Instant Analysis: FOMC statement and decision for January
The FOMC decided not to make any new waves today. As expected, the FOMC decided to hold the Fed funds target rate unchanged at between 1.25 and 1.50%.
This was Janet Yellen’s last FOMC meeting, and the decision was unanimous as Mester, Bostic, Barkin, and Williams vote for the first time this year. Also, the Federal Reserve announced that Jerome H. Powell would be made Chairman effective Feb. 3, with his official swearing in at 9 AM EST on Feb. 5 — the next business day.
The verbiage in the January FOMC statement itself moved a bit more toward the hawkish side compared to the December statement, as we expected; but the changes were subtle and the statement itself was clearly designed to be relatively innocuous and not create any market-moving news that would upset Fed funds rate hike expectations prior to Jerome Powell taking over the reigns as Fed Chairman. However, the changes that were made in the statement do leave the door wide open for another Fed funds rate hike at the March FOMC meeting, in my opinion.

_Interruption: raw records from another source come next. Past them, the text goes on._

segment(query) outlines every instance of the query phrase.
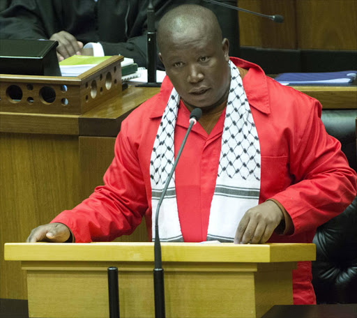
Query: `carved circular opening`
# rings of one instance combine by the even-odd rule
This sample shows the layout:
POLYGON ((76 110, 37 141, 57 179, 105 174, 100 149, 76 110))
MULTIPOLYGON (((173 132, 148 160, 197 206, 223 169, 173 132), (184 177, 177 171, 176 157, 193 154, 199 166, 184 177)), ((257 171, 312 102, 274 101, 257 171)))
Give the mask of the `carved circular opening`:
POLYGON ((6 89, 10 102, 19 103, 22 99, 22 90, 17 85, 10 85, 6 89))
POLYGON ((56 99, 56 92, 50 86, 43 86, 40 89, 40 99, 45 104, 51 104, 56 99))
POLYGON ((62 98, 61 100, 61 103, 63 106, 67 106, 68 105, 68 100, 67 98, 62 98))
POLYGON ((97 82, 96 81, 93 81, 91 84, 91 96, 92 98, 96 98, 97 96, 97 82))
POLYGON ((112 74, 110 72, 108 72, 105 77, 105 88, 108 91, 112 88, 112 74))

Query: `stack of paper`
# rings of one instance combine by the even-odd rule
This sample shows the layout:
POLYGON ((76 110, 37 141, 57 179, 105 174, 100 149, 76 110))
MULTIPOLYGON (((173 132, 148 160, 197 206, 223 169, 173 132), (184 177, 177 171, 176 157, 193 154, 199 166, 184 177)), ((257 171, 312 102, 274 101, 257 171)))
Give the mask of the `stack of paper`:
POLYGON ((357 70, 327 73, 290 73, 279 74, 275 80, 283 85, 351 85, 357 70))
MULTIPOLYGON (((62 76, 78 76, 111 56, 90 56, 86 55, 73 55, 59 62, 62 76)), ((135 73, 137 64, 132 59, 125 57, 121 61, 122 76, 135 73)))

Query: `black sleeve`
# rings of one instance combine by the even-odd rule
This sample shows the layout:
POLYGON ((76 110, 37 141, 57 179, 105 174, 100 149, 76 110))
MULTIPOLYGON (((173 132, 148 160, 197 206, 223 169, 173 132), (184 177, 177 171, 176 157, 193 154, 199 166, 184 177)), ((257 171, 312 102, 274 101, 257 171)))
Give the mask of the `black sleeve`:
POLYGON ((0 13, 0 37, 48 38, 39 12, 39 8, 34 0, 13 0, 9 6, 0 13))

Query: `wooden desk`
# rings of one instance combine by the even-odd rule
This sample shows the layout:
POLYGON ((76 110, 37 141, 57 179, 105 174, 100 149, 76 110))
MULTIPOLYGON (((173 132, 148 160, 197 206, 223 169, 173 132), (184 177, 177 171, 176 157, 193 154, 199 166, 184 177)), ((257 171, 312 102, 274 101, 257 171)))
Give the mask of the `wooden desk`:
MULTIPOLYGON (((356 86, 296 89, 319 98, 324 108, 356 107, 356 86)), ((24 242, 31 229, 102 184, 121 121, 158 91, 129 86, 82 115, 0 112, 0 255, 5 243, 24 242)), ((146 240, 144 224, 119 239, 146 240)), ((1 257, 0 268, 0 297, 26 299, 20 263, 1 257)))
MULTIPOLYGON (((27 298, 24 273, 3 260, 3 244, 24 242, 102 184, 121 121, 158 91, 129 86, 82 115, 0 113, 0 297, 27 298)), ((119 241, 146 241, 146 233, 144 222, 119 241)))
MULTIPOLYGON (((261 318, 356 318, 357 304, 276 305, 261 318)), ((0 299, 0 318, 29 318, 27 301, 0 299)))

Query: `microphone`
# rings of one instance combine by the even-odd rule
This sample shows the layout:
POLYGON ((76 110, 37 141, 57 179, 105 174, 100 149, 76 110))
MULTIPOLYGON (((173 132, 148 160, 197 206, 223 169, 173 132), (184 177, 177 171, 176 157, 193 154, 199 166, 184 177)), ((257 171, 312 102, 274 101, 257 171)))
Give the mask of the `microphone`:
POLYGON ((147 20, 146 69, 148 82, 137 86, 139 87, 160 87, 160 83, 156 82, 156 31, 155 29, 155 10, 152 0, 149 1, 147 20))
POLYGON ((230 4, 223 3, 222 2, 218 2, 215 0, 203 0, 203 1, 206 1, 206 2, 209 2, 211 3, 217 4, 218 6, 224 6, 226 8, 229 8, 230 9, 234 9, 237 11, 245 12, 247 13, 250 13, 252 15, 259 15, 259 17, 267 17, 268 19, 270 19, 271 20, 274 21, 274 22, 282 23, 284 22, 284 17, 280 15, 264 15, 262 13, 259 13, 257 12, 250 11, 247 9, 242 9, 241 8, 238 8, 238 7, 236 7, 234 6, 231 6, 230 4))
POLYGON ((195 125, 201 118, 201 116, 202 116, 202 111, 200 108, 195 108, 195 109, 193 109, 191 112, 191 114, 190 114, 190 125, 188 126, 186 135, 185 135, 185 137, 182 141, 180 149, 177 153, 177 156, 174 162, 174 165, 172 166, 172 169, 171 169, 170 174, 169 174, 169 176, 167 176, 167 179, 165 181, 164 189, 162 190, 162 193, 161 193, 161 196, 160 197, 160 199, 158 203, 158 206, 156 208, 156 214, 155 217, 155 242, 153 248, 155 266, 153 268, 155 318, 165 317, 164 269, 162 268, 162 263, 161 259, 161 244, 160 243, 158 224, 160 207, 161 206, 161 204, 162 203, 165 195, 166 194, 166 191, 167 190, 167 188, 169 187, 169 183, 170 183, 170 180, 172 178, 174 172, 175 171, 176 169, 176 166, 177 165, 177 162, 178 162, 178 159, 180 159, 180 156, 181 156, 181 153, 186 143, 188 134, 191 131, 193 125, 195 125))

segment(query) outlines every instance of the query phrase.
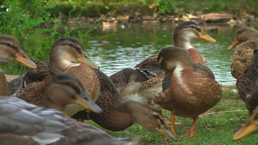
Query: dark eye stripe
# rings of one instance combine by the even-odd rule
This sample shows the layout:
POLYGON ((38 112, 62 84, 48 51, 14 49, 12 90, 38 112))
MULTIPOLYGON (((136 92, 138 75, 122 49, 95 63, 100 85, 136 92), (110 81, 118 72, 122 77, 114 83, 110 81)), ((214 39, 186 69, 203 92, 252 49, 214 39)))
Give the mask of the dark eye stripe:
POLYGON ((79 88, 79 87, 77 87, 76 86, 73 86, 72 84, 70 84, 70 85, 68 85, 67 83, 60 83, 59 84, 63 85, 65 85, 65 86, 70 86, 70 87, 72 87, 72 88, 73 88, 73 89, 75 90, 75 91, 77 94, 80 94, 81 91, 80 91, 80 89, 79 88))
MULTIPOLYGON (((2 45, 7 45, 6 43, 0 43, 0 44, 2 44, 2 45)), ((13 48, 14 50, 15 50, 16 52, 17 52, 18 53, 19 53, 20 52, 20 50, 19 50, 19 48, 17 47, 16 47, 15 46, 14 46, 14 45, 8 46, 8 47, 10 47, 13 48)))

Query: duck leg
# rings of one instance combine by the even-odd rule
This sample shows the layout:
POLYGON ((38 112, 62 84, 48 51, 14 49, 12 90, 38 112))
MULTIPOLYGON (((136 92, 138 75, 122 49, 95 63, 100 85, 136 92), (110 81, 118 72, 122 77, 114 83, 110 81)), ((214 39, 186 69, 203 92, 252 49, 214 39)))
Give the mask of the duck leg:
POLYGON ((170 113, 170 120, 171 120, 171 131, 174 134, 176 134, 175 130, 174 129, 174 125, 175 125, 175 121, 176 120, 176 117, 175 114, 170 113))
POLYGON ((77 121, 78 121, 78 122, 84 123, 84 119, 82 119, 82 118, 76 118, 76 120, 77 120, 77 121))
POLYGON ((248 110, 248 117, 249 118, 251 118, 253 116, 253 110, 248 110))
POLYGON ((193 135, 197 135, 198 134, 195 132, 195 124, 196 124, 196 122, 197 122, 197 120, 198 119, 198 117, 199 116, 197 116, 196 117, 193 117, 193 125, 192 125, 192 127, 190 129, 190 130, 188 130, 188 132, 187 133, 184 134, 183 136, 188 136, 190 135, 191 136, 193 135))

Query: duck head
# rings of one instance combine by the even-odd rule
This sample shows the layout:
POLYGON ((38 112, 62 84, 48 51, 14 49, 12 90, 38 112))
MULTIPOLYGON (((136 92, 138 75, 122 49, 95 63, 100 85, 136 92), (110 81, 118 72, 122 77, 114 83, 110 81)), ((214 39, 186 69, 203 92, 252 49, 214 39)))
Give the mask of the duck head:
POLYGON ((0 35, 0 62, 15 60, 32 69, 37 65, 31 61, 21 48, 19 42, 9 35, 0 35))
POLYGON ((188 51, 180 47, 169 46, 163 48, 159 53, 157 61, 167 73, 169 81, 176 68, 181 70, 186 67, 193 69, 193 59, 188 51))
POLYGON ((175 46, 185 49, 192 48, 190 42, 197 38, 212 42, 216 42, 194 22, 182 22, 176 27, 174 30, 173 39, 175 46))
POLYGON ((54 44, 50 53, 50 62, 52 65, 63 71, 68 67, 76 65, 76 61, 99 70, 99 67, 88 56, 78 39, 71 37, 62 37, 54 44))
POLYGON ((80 80, 73 75, 60 74, 51 78, 43 96, 42 105, 52 105, 45 106, 47 108, 63 111, 66 105, 76 103, 93 112, 102 113, 100 107, 87 95, 80 80))
POLYGON ((236 31, 235 39, 228 48, 228 50, 233 48, 241 42, 251 40, 253 39, 258 39, 258 31, 251 27, 242 27, 236 31))

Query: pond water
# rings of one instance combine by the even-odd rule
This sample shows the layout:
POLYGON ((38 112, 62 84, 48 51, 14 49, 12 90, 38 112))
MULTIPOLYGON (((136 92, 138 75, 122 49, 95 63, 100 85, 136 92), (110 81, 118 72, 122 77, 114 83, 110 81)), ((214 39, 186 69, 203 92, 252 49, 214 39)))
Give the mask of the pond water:
MULTIPOLYGON (((126 68, 133 68, 148 57, 157 54, 165 47, 172 45, 173 31, 177 24, 154 22, 129 23, 127 25, 101 25, 90 33, 92 39, 84 42, 88 55, 108 76, 126 68)), ((235 84, 236 80, 230 72, 230 64, 235 48, 228 50, 233 42, 235 32, 244 26, 258 28, 257 24, 207 24, 201 29, 215 39, 211 43, 197 39, 192 45, 207 60, 206 65, 215 75, 220 84, 235 84), (217 30, 211 29, 218 29, 217 30)))

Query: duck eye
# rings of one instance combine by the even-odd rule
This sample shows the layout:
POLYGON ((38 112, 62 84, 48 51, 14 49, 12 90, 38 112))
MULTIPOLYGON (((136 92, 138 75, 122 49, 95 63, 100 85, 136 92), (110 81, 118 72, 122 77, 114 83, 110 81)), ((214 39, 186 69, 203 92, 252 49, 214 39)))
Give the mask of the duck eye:
POLYGON ((153 116, 156 119, 159 119, 159 116, 158 116, 157 115, 153 115, 153 116))

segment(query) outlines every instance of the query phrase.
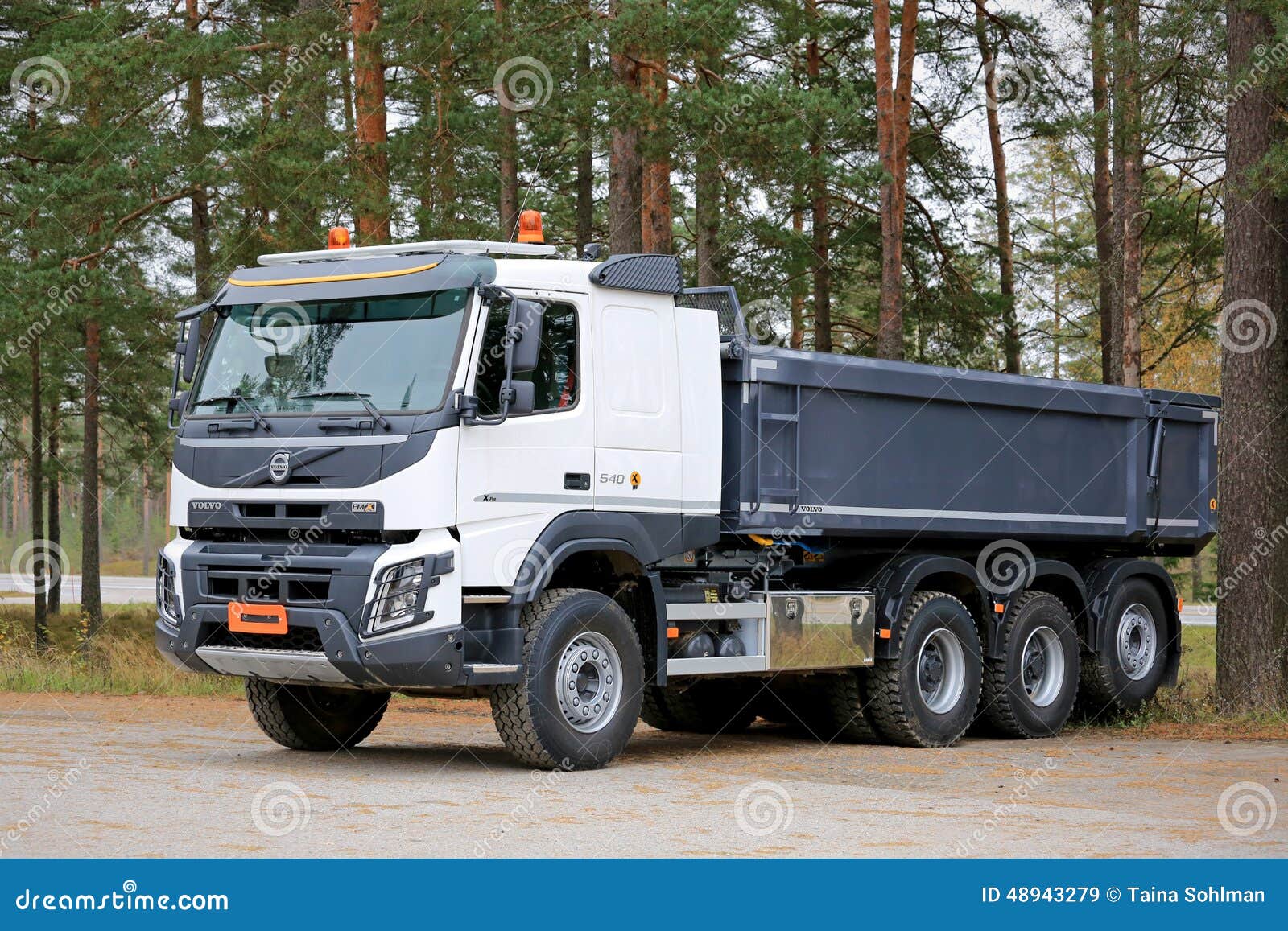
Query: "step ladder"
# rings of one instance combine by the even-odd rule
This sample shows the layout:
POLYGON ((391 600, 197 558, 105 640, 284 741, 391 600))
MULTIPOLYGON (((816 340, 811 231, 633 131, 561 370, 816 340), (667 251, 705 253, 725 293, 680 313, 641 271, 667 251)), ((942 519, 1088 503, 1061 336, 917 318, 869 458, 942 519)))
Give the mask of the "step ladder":
MULTIPOLYGON (((756 476, 755 485, 752 491, 755 494, 751 498, 751 513, 755 514, 760 510, 764 503, 786 503, 790 506, 790 514, 795 514, 800 507, 801 498, 801 479, 800 479, 800 461, 801 461, 801 386, 800 385, 774 385, 772 382, 756 382, 756 418, 752 425, 753 442, 756 443, 755 449, 755 462, 756 462, 756 476), (764 398, 766 389, 778 389, 778 393, 787 400, 787 411, 766 411, 764 406, 764 398), (786 482, 782 485, 766 485, 764 469, 761 467, 761 457, 766 455, 769 443, 773 439, 778 439, 784 431, 790 430, 790 440, 786 444, 787 455, 782 458, 782 478, 786 482)), ((777 456, 777 453, 769 453, 777 456)), ((775 479, 779 476, 774 476, 775 479)))

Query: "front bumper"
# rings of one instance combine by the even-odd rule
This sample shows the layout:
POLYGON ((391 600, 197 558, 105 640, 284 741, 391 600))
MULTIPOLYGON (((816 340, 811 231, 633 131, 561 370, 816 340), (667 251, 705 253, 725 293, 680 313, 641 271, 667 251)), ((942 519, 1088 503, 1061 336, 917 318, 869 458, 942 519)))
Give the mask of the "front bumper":
POLYGON ((518 605, 464 604, 460 543, 425 531, 411 543, 259 543, 171 541, 179 572, 175 623, 158 613, 157 649, 194 672, 285 682, 415 689, 518 681, 523 632, 518 605), (415 623, 362 636, 374 579, 393 564, 425 559, 415 623), (286 634, 234 634, 229 601, 286 609, 286 634))
POLYGON ((156 645, 192 672, 374 689, 495 685, 518 681, 523 648, 522 628, 496 626, 504 619, 363 643, 339 612, 308 608, 287 609, 286 635, 231 635, 227 605, 209 604, 189 608, 179 627, 158 617, 156 645))

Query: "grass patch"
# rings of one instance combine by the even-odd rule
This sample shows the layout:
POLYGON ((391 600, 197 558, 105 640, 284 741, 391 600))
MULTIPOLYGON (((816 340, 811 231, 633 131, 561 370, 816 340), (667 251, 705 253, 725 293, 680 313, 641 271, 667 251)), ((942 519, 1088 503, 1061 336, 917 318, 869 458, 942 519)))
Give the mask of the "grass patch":
POLYGON ((240 695, 242 684, 228 676, 176 670, 152 643, 151 604, 103 605, 104 626, 89 650, 80 605, 63 605, 52 617, 52 648, 35 648, 30 605, 0 605, 0 690, 73 691, 108 695, 240 695))
POLYGON ((1227 715, 1218 710, 1216 627, 1181 628, 1181 668, 1175 689, 1159 689, 1140 710, 1101 717, 1095 726, 1140 737, 1288 738, 1288 716, 1283 713, 1227 715))

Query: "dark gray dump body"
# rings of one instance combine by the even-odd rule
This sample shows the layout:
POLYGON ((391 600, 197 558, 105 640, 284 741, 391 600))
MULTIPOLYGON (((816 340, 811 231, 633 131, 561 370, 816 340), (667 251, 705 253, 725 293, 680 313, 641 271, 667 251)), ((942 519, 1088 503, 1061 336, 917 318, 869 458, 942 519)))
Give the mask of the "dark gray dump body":
POLYGON ((743 340, 732 354, 728 533, 1184 552, 1216 532, 1218 398, 743 340))

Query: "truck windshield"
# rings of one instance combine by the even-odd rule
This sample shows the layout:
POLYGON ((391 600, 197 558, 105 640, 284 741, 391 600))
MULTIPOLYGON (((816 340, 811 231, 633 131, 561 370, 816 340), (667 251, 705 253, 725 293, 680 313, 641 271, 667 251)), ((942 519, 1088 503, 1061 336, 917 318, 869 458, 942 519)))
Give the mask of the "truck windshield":
POLYGON ((429 411, 443 403, 470 288, 236 304, 215 327, 193 413, 429 411))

What changed in the January FOMC statement? The January statement took out all references to the fall hurricanes and upgraded the current assessment of household spending to “solid” from a “gradual rate,” and upgraded business fixed investment to “solid” from “has picked up.”
The FOMC also sounded more confident in its inflation outlook. The January statement acknowledged that market-based measures of inflation expectations have “increased in recent months,” and later in the statement it upgraded the outlook to say “inflation is expected to move up this year” from “remain somewhat below the 2% target in the near-term” in the December statement.
Bottom line: Our Fed funds rate outlook remains unchanged in the wake of today’s FOMC decision and statement. We expect the next Fed funds rate hike at the March FOMC meeting, another in June, and the last one for the year in December.